• Sonuç bulunamadı

Özbay (1995), “Ankara Merkez Ortaokullarındaki Üçüncü Sınıf Öğrencilerin Yazılı Anlatım Becerileri Üzerine Bir Araştırma” adlı doktora çalışmasında Ortaokul öğrencilerinin yazılı anlatım becerileri seviyelerini ve test türü imtihanların bu becerilerin ölçülmesinde yeterli olup olmadığını incelemiştir. Araştırma grubunu, 1993-1994 öğretim yılında Ankara il merkezindeki 15 okuldan toplamda 515 öğrenci oluşturmaktadır. Araştırma sonunda araştırma sahasına giren okullarda Türkçe öğretiminin son derece yetersiz olduğu tespit edilmiş olup yazma uygulamalarına devamlı yer verilmesi, ders programında yazma çalışmalarına imkan sağlayacak ders programlarının hazırlanması ve yazılı anlatım çalışmalarının dil bilgisi konularını da içerecek nitelikte yapılması gerektiği önerilmiştir.

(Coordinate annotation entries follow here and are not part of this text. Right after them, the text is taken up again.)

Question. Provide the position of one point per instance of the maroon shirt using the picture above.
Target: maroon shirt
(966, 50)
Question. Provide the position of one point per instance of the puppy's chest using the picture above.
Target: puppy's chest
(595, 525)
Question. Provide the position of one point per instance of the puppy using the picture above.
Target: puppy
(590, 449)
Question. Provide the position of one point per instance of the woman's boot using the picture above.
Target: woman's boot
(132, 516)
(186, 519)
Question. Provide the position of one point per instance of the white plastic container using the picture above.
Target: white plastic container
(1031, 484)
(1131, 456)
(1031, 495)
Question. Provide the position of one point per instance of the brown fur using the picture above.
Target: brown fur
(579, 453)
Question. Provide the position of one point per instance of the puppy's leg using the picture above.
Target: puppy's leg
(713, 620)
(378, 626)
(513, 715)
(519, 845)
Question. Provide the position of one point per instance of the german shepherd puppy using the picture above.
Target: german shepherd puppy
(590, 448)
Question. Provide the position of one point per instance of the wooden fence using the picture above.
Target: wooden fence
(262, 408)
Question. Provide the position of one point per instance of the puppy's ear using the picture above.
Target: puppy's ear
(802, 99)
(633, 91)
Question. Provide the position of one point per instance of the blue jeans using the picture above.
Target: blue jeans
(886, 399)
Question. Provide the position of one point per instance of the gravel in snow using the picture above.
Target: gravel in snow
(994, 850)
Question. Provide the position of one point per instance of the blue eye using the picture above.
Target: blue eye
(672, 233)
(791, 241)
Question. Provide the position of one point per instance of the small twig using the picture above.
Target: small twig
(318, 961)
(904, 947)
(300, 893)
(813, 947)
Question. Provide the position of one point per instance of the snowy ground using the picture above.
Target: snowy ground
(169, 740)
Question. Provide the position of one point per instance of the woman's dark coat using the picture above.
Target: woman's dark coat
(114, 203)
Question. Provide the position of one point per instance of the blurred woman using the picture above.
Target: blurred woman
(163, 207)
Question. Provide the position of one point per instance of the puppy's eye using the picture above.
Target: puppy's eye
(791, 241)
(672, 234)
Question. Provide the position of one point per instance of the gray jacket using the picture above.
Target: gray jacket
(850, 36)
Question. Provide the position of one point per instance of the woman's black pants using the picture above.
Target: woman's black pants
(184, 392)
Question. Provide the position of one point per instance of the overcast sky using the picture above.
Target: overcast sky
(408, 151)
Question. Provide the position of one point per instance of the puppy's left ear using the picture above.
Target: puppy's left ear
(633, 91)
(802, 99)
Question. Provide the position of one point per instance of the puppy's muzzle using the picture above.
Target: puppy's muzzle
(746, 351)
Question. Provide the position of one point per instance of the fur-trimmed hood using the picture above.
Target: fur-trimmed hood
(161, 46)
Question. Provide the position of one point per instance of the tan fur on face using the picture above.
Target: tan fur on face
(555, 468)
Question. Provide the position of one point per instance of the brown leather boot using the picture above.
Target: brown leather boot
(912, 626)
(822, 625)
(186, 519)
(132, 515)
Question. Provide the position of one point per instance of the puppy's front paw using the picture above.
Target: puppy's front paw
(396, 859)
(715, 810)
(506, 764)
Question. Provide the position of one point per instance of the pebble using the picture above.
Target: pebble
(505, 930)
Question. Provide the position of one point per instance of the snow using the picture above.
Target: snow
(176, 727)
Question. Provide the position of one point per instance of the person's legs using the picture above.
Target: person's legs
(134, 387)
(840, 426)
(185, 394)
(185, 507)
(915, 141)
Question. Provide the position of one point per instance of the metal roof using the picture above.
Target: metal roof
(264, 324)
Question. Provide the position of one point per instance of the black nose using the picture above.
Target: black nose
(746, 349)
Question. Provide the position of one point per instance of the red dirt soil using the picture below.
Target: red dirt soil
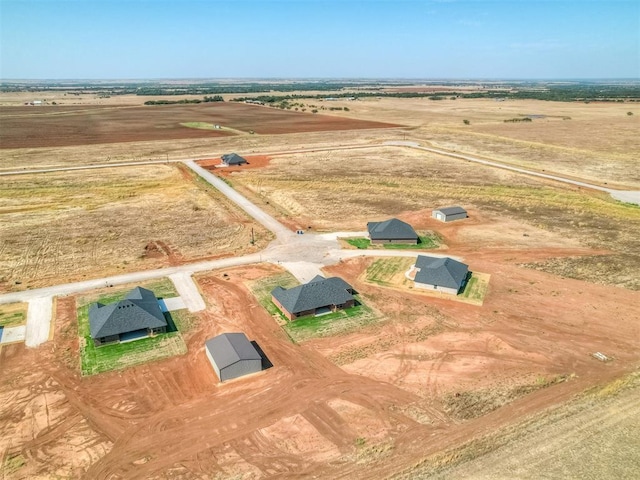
(303, 416)
(55, 126)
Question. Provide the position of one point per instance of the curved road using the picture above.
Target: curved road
(303, 255)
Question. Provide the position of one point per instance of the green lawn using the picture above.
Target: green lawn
(306, 328)
(389, 271)
(425, 242)
(94, 360)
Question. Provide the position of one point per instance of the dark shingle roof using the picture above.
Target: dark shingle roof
(444, 272)
(230, 348)
(451, 210)
(393, 229)
(138, 310)
(233, 159)
(319, 292)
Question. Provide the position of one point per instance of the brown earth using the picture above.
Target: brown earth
(53, 126)
(365, 404)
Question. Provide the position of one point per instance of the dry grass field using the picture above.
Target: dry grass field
(66, 226)
(343, 190)
(426, 385)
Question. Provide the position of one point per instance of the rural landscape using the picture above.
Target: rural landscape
(112, 191)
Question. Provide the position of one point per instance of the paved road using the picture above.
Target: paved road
(630, 196)
(188, 291)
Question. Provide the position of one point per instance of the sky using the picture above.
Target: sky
(419, 39)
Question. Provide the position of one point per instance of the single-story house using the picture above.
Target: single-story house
(442, 274)
(320, 295)
(231, 159)
(392, 231)
(449, 214)
(136, 316)
(232, 355)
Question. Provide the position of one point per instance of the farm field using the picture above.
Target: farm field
(414, 388)
(109, 221)
(53, 126)
(427, 376)
(506, 209)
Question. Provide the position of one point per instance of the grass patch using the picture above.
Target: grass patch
(200, 125)
(163, 288)
(118, 356)
(389, 271)
(335, 323)
(425, 242)
(13, 315)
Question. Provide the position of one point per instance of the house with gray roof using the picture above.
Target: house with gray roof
(441, 274)
(392, 231)
(136, 316)
(449, 214)
(320, 295)
(232, 355)
(233, 159)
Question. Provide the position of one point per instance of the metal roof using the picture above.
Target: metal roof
(443, 272)
(138, 310)
(319, 292)
(392, 229)
(233, 159)
(451, 210)
(230, 348)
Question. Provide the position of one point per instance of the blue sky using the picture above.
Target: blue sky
(137, 39)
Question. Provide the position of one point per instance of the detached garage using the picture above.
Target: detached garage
(232, 355)
(449, 214)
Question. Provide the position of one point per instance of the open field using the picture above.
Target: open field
(602, 425)
(13, 314)
(368, 403)
(53, 126)
(391, 272)
(428, 384)
(507, 210)
(109, 221)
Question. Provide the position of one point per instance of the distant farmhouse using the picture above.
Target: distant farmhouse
(320, 295)
(233, 159)
(442, 274)
(449, 214)
(392, 231)
(232, 355)
(138, 315)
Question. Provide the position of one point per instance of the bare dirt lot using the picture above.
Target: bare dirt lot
(53, 126)
(365, 404)
(109, 221)
(343, 190)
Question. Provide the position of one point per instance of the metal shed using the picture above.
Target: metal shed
(449, 214)
(232, 355)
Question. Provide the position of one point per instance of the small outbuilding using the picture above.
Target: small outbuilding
(138, 315)
(449, 214)
(392, 231)
(442, 274)
(232, 355)
(320, 295)
(233, 159)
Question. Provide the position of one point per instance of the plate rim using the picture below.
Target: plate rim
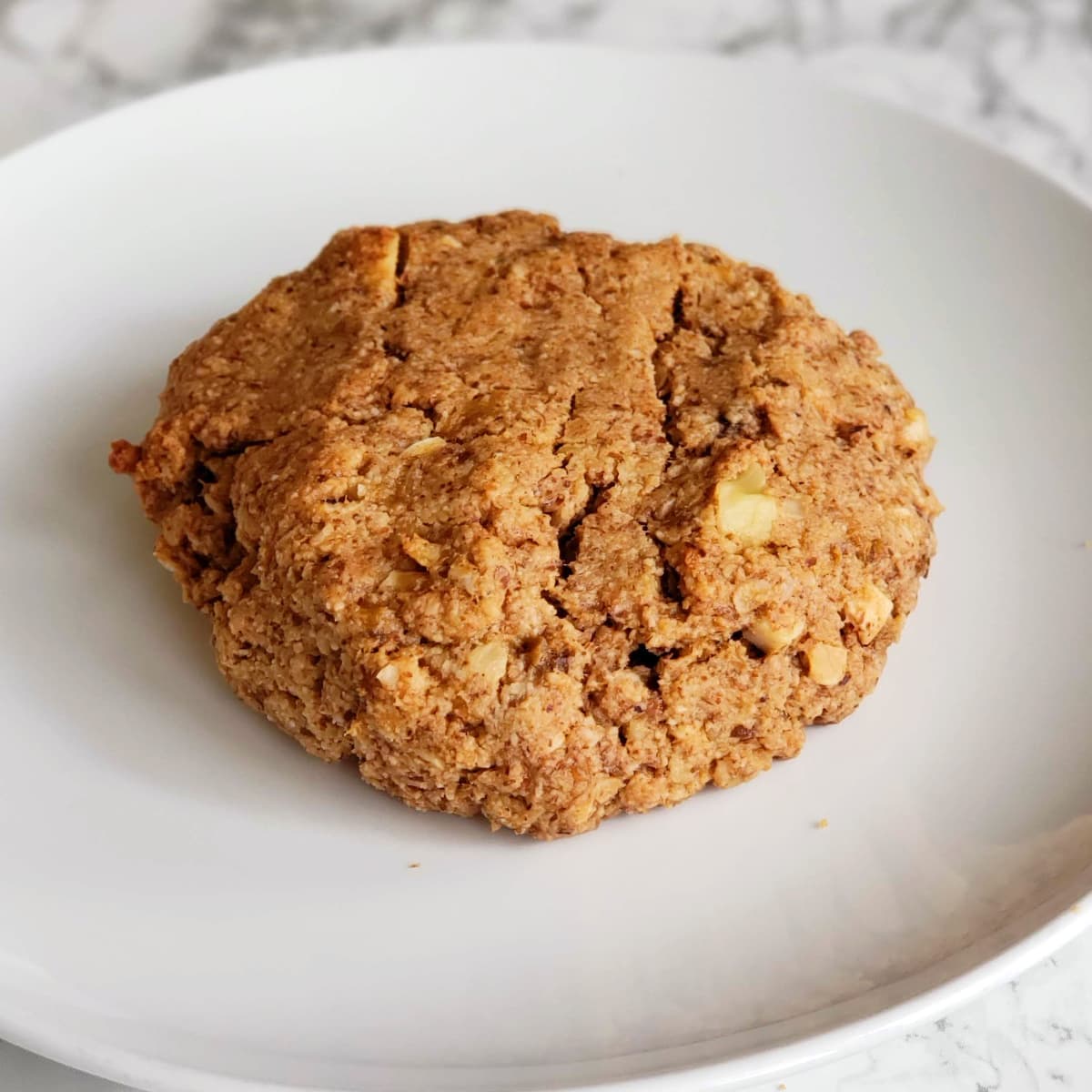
(147, 1071)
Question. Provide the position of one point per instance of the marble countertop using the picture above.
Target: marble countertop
(1016, 72)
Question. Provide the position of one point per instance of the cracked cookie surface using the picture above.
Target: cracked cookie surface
(540, 525)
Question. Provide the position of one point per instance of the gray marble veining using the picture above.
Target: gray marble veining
(1015, 72)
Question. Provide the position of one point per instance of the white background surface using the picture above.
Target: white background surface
(1018, 74)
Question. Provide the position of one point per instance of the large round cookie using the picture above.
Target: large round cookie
(539, 525)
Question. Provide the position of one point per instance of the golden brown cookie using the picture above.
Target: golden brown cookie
(539, 525)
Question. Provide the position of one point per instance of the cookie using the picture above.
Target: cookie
(538, 525)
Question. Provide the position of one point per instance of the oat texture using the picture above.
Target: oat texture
(538, 525)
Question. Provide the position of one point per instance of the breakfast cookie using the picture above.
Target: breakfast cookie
(539, 525)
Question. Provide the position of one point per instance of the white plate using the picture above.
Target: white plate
(189, 902)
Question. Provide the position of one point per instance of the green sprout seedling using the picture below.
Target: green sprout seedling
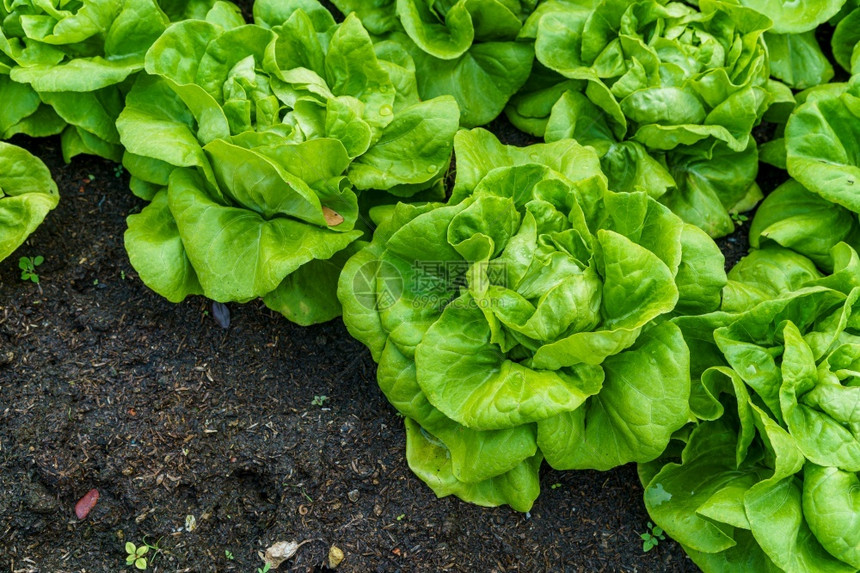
(652, 537)
(136, 555)
(28, 268)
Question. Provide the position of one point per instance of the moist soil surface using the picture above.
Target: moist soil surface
(212, 444)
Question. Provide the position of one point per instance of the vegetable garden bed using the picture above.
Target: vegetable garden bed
(572, 234)
(108, 387)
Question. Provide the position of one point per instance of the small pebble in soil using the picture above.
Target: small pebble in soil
(335, 556)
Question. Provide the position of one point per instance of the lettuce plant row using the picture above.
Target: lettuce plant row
(563, 302)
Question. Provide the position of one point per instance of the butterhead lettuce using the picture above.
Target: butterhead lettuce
(27, 194)
(667, 93)
(253, 143)
(525, 319)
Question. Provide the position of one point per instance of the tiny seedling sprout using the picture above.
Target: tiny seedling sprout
(28, 267)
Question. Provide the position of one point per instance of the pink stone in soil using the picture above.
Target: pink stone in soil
(86, 503)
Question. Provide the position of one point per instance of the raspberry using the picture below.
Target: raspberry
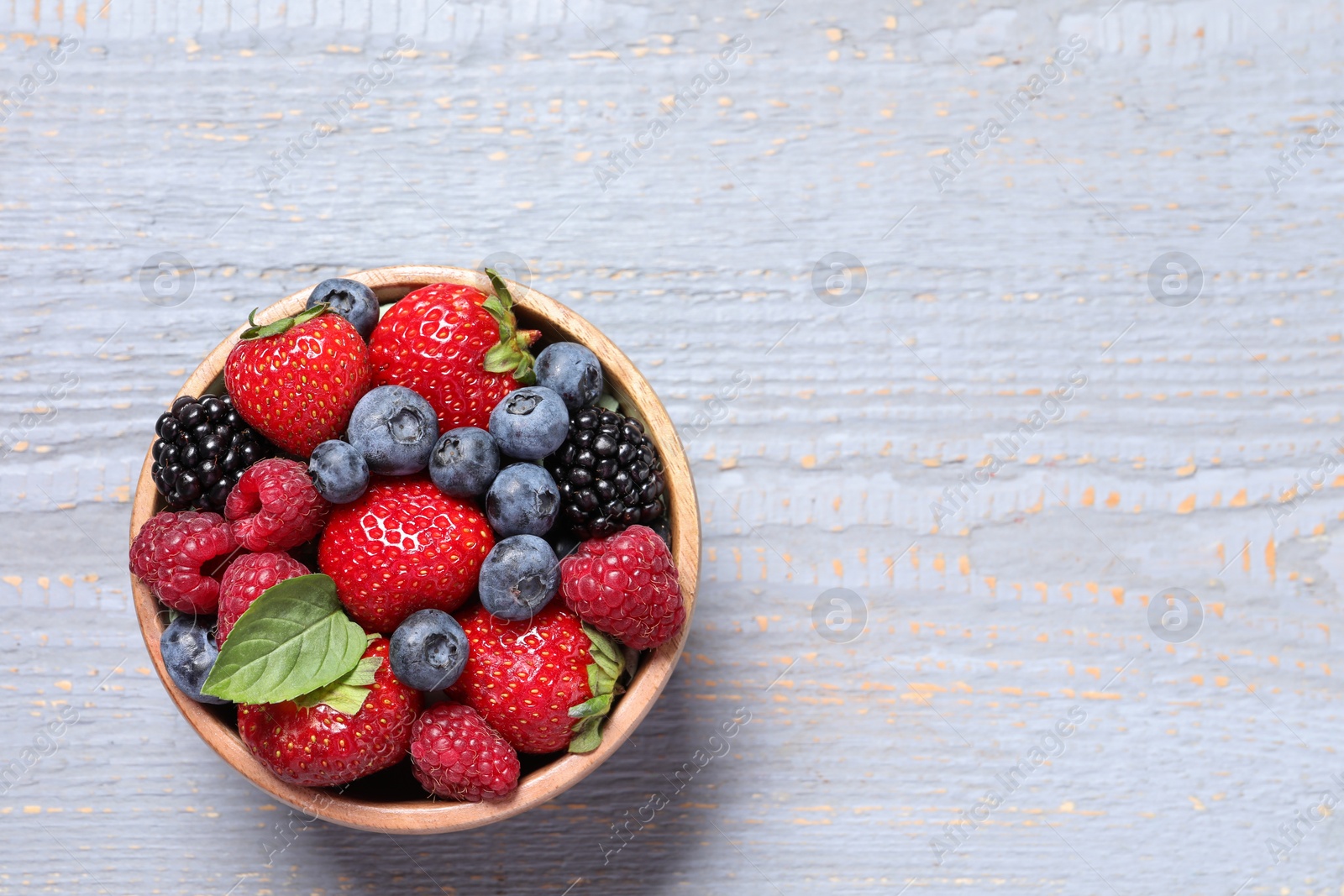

Deniz (2000), “Yazılı Anlatım Becerileri Bakımından Köy ve Kent 5. Sınıf Öğrencilerinin Durumu” adlı yüksek lisans tezinde, 1999-2000 eğitim öğretim yılının birinci döneminde Çanakkale ili Merkez ilçesine bağlı köy ve kent ilköğretim okullarından toplamda 400 öğrenciyi örneklem olarak almıştır. Toplamda hazırlanan 12 konu üzerinden öğrencilerin istedikleri bir konu üzerinde yazı yazmaları istenilerek, köy ve kent yaşamının yazılı anlatım becerilerine etkisi araştırılmıştır.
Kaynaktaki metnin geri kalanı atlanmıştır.